Paranoid survivalist is the part Nick Offerman was born to play.


New episodes of The Last of Us are premiering on HBO every Sunday night, and Ars' Kyle Orland (who has played the games) and Andrew Cunningham (who hasn't) will be talking about them here every Monday morning. While these recaps don't delve into every single plot point of the episodes, there are obviously heavy spoilers contained within, so go watch the episode first if you want to go in fresh.


Kyle: OK, I know I spent a lot of time last week complaining about flashbacks, but I have many fewer complaints about this week's extended flashback. This is the kind of important, character-driven backstory that was only hinted at in the games and which a prestige TV show feels particularly well-suited to fill in, and this episode did a beautiful job of it.

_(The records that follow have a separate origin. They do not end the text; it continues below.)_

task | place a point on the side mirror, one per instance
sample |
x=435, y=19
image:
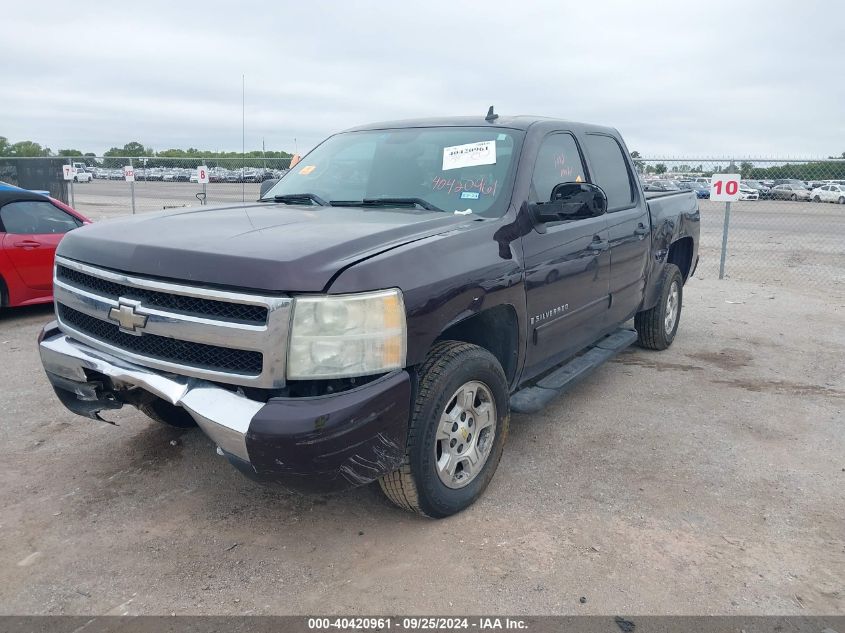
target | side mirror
x=571, y=201
x=267, y=185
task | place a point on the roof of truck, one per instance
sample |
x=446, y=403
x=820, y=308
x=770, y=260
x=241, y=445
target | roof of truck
x=519, y=122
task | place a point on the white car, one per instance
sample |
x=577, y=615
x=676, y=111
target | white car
x=829, y=193
x=80, y=175
x=747, y=193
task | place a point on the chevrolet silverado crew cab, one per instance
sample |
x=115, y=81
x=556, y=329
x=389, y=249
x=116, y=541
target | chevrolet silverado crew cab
x=383, y=308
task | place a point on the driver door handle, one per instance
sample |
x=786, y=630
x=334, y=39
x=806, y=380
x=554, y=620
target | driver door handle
x=599, y=244
x=27, y=244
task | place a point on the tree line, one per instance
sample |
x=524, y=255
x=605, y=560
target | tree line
x=832, y=168
x=191, y=157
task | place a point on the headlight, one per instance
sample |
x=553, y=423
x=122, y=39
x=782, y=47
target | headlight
x=334, y=336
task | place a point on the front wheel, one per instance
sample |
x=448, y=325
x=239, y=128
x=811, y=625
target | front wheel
x=656, y=328
x=456, y=434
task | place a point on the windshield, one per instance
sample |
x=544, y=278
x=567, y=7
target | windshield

Andrew: Yes, this week's episode is genuinely lovely and unexpected—essentially an episode of a The Last of Us-themed anthology show that is bookended with 10 or 15 minutes of Joel and Ellie on either side. It's also a tonal break from what I am sure will be a whole lot of fighting, running, and chasing later on in the season.


And it's also an antidote for the show's earlier reliance on tropes. "Loner conspiracy theorist captures the love of his life in one of his bunker traps" is not a story beat you see repeated in most apocalypse stories.


You mentioned that this was hinted at in the games. Is there a source for these characters (or similar ones) in the games at all, or are the showrunners just branching out?


Kyle: So this is where things get interesting from an "authentic to the game" perspective. Bill is a relatively major character in the first Last of Us, but his relationship with Frank is barely mentioned directly. And without spoiling the game too much, I'll say that the way Bill (and Frank, in a much less direct way) see their story develop and conclude in the games is very different from what we saw in this episode.


From the moment Bill got shot in the show, it started me wondering—how much are they really playing with the expectations set by the game here? How much are they willing to change the narrative we're supposed to "know"? Could Bill really just die here?


It's a big contributor to my feelings of doubt that the apparent double suicide is the last we're gonna see of this character. Not to mention it'd be a criminal waste of a perfectly cast Nick Offerman.



*Ron Swanson voice* "I am uncomfortable with this situation."


Andrew: As a non-game-player with no particular expectations or attachments, I kind of hope the story is a one-off, something that gives the world texture and does fill in Joel's and Tess' histories a bit but isn't continually revisited. To bring up another video game-adjacent show, it reminds me a little of the once-per-season flashback episodes in Mythic Quest. They're usually far removed from the main action (and most of the main characters) of the story but give the show a chance to demonstrate its range and give viewers something special.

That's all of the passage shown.